The health of U.S. PV manufacturers that serve the export markets were tested by rapidly falling prices and a marked slowdown in demand in solar leaders Germany and Italy that caused record levels of inventory. Some U.S. companies have cut back production levels, other less competitive producers canceled planned expansions or idled factories. A number of companies, including Solyndra and Evergreen Solar went out of business entirely.
Meanwhile, companies that make solar products in the U.S. and sell directly to the domestic market have fared much better. The U.S. solar market is the fastest growing market in the world, Rhone Resch, executive director of the Solar Energy Industries Association said in a teleconference Tuesday to discuss the industry report.
Foreign and domestic companies keen on tapping the U.S. market are increasingly building factories here. Resch made particular note of Chinese solar panel maker Suntech Power, which opened last year a 117,000-square-foot plant in Goodyear, Arizona. In May, the company added a third production shift.
The upshot? Domestic module production in the second quarter fell 11 percent from the last quarter as export-oriented companies experienced a slowdown, while steady growth was seen with producers more heavily weighted toward serving the U.S. market, the report said.

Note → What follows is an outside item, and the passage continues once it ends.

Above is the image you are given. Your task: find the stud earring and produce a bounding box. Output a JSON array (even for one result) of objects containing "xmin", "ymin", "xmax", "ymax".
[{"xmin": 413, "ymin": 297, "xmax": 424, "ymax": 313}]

Here are a few other items from the report:
- Residential installations fell slightly from the first to the second quarter of 2011. Although the researchers say this isn’t indicative of a long-term pattern. Colorado, New Jersey, New York and Pennsylvania saw declines.
- Commercial and government installations grew 22 percent in the second quarter. However, some markets including California and Colorado saw non-residential installs drop.
- Utility installation grew 37 percent to 50 megawatts in the second quarter.
- The dominant majority of modules produced in the U.S. in the second quarter were crystalline silicon (72%) and cadmium telluride (22%), CIGS (5%) and amorphous silicon (1%).
- Overall U.S. thin film production share stood at 27.5 percent and is expected to increase.